Remember The Sorcerer’s Apprentice? Mickey Mouse played the part of the Apprentice in the Disney movie–Fantasia.  Mickey, the young apprentice of the sorcerer Yen Sid, attempts some of his master’s magic tricks after the man leaves for the night. he puts on the magic hat and commands the broom to do his work–carry water to the cauldron. Only something goes wrong. The broom doesn’t stop. So Mickey grabs an ax and chops it into pieces. Problem solved, right? Nope. The pieces turn into more brooms that bring in more water. He doesn’t know how to control them. Once the brooms start flooding the place, Mickey is over his head.

Sound familiar? We all say, “Oh, I could do that”, when someone else is doing it. “That looks easy” is another comeback. But is it? Mickey thought so, and look how that turned out.

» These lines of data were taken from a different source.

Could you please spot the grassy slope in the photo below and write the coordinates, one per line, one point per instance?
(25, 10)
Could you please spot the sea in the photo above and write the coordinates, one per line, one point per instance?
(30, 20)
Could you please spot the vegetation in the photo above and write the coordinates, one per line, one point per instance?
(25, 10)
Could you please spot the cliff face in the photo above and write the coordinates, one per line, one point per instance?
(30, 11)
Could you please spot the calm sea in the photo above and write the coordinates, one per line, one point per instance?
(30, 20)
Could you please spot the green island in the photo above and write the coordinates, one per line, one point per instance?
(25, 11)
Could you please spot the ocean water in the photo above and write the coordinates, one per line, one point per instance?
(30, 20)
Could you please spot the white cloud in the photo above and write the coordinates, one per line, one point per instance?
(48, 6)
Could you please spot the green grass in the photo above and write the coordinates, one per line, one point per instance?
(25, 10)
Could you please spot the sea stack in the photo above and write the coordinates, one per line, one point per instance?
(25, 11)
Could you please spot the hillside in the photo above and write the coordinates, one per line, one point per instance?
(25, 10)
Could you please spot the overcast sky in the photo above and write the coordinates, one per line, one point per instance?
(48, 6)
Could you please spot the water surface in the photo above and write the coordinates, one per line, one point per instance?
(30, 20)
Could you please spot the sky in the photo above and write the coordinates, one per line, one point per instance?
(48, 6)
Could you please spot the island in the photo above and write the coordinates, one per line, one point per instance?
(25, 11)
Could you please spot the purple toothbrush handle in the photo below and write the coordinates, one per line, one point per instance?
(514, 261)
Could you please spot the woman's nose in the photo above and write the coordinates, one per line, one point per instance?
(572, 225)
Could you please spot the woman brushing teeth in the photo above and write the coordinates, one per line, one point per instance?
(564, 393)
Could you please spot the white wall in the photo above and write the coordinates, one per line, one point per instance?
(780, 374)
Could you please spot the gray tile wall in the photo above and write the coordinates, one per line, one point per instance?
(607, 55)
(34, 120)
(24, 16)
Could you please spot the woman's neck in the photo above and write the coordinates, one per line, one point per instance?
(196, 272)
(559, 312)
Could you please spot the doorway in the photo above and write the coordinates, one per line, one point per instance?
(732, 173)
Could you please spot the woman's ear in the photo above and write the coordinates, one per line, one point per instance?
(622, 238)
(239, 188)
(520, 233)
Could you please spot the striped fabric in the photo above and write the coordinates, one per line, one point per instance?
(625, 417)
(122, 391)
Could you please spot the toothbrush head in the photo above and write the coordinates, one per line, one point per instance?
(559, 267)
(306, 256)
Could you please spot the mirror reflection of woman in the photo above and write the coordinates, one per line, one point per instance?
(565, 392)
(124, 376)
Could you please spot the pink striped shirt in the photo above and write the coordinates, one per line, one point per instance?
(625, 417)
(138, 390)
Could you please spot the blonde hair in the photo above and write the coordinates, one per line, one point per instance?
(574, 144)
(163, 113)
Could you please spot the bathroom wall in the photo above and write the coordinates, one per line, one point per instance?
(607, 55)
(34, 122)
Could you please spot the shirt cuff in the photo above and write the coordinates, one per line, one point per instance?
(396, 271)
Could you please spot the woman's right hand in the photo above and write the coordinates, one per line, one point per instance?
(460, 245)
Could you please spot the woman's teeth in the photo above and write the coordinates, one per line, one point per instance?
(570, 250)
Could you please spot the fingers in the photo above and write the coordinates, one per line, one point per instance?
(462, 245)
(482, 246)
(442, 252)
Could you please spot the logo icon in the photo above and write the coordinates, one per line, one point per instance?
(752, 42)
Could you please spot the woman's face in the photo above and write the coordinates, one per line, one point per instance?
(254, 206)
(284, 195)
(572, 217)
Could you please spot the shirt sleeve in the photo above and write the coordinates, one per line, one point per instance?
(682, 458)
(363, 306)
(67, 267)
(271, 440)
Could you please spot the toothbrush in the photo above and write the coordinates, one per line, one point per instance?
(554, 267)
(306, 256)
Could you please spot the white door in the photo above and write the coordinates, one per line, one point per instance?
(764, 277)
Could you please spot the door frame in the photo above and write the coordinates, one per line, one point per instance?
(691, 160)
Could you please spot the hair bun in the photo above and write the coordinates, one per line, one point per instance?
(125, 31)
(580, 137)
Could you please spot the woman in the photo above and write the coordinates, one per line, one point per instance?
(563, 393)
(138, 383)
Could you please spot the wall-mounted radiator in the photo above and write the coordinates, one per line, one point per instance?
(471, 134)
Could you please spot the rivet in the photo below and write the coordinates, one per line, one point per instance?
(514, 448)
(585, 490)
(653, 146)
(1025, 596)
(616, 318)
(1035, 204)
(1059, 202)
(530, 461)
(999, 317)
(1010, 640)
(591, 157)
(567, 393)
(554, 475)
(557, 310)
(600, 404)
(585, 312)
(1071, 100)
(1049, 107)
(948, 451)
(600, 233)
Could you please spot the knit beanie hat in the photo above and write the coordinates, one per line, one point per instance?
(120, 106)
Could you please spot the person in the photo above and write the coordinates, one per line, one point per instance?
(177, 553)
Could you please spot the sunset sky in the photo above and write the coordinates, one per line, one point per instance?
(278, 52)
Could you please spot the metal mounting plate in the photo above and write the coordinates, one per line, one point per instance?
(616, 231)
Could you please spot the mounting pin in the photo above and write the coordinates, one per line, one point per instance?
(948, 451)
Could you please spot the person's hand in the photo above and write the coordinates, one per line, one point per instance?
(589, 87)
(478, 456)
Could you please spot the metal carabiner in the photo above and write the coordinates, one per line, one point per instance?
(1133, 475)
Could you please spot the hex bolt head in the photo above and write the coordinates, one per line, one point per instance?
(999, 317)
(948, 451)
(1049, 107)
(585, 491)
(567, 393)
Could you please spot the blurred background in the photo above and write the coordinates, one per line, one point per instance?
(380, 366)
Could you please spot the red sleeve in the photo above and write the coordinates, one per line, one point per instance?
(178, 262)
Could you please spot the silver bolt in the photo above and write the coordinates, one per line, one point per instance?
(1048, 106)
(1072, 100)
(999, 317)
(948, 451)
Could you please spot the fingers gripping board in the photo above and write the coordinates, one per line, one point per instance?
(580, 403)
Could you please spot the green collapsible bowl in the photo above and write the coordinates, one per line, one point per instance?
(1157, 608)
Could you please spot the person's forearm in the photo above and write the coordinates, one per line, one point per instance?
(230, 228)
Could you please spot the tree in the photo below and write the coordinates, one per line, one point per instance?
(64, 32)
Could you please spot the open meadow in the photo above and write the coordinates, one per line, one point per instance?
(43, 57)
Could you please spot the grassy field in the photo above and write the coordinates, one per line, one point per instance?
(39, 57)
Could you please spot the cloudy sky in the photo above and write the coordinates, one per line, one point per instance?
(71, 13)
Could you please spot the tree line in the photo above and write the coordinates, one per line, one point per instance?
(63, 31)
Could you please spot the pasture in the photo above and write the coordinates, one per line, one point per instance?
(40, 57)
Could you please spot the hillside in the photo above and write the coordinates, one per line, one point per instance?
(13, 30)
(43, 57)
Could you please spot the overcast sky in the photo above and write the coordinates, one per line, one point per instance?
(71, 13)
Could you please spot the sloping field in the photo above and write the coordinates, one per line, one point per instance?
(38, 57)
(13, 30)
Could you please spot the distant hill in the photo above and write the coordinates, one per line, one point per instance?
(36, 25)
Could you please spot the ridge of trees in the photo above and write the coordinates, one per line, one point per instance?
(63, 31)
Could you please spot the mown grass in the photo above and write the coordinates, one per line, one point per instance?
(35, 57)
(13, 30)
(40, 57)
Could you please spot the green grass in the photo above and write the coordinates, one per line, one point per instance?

Sitting down to write a book isn’t an easy task. I tried to talk myself out of it. I had an argument going on in my head as I walked to the computer. You can’t write a book. Who do you think you are? The other side of me pushed on. I have a good idea. I’ll start writing and see what happens.

The brooms kept bringing the ideas in and dumping them in my brain. Could I keep up? Sort them all out? Turn them into a book? There was no master handbook, no guide.

Well, what happened was my first published book, Waiting for Dusk. I still had a lot to learn, but I took the first step. I had no idea how many words were in a book when I first started writing, but I did know the genre—Young Adult. I thought I had a good handle of the English language, always getting good grades in the subject. But I had to look up and refresh my memory on many topics. Commas were the worst. So much to still learn!

When I finished the book, I felt proud. When I got my first edits, I cringed. How could I ever master the craft?

I don’t ever want to get overwhelmed like Mickey or in over my head. He couldn’t keep up with those brooms pouring water on the floor. Bucket after bucket kept coming. Thank goodness the sorcerer eventually showed up.

When writing a book, the sorcerer never shows up. I think that’s Hemingway’s point. There isn’t one designated master in the writing world. If there was, people would try to copy and we wouldn’t get diversity. Not everyone likes the same cup of tea.

Some people may rave over the recent bestseller, while others pan it. Writing is subjective. Everyone has their own opinions. So I say, keep writing. Strive to be the master, but never stop learning.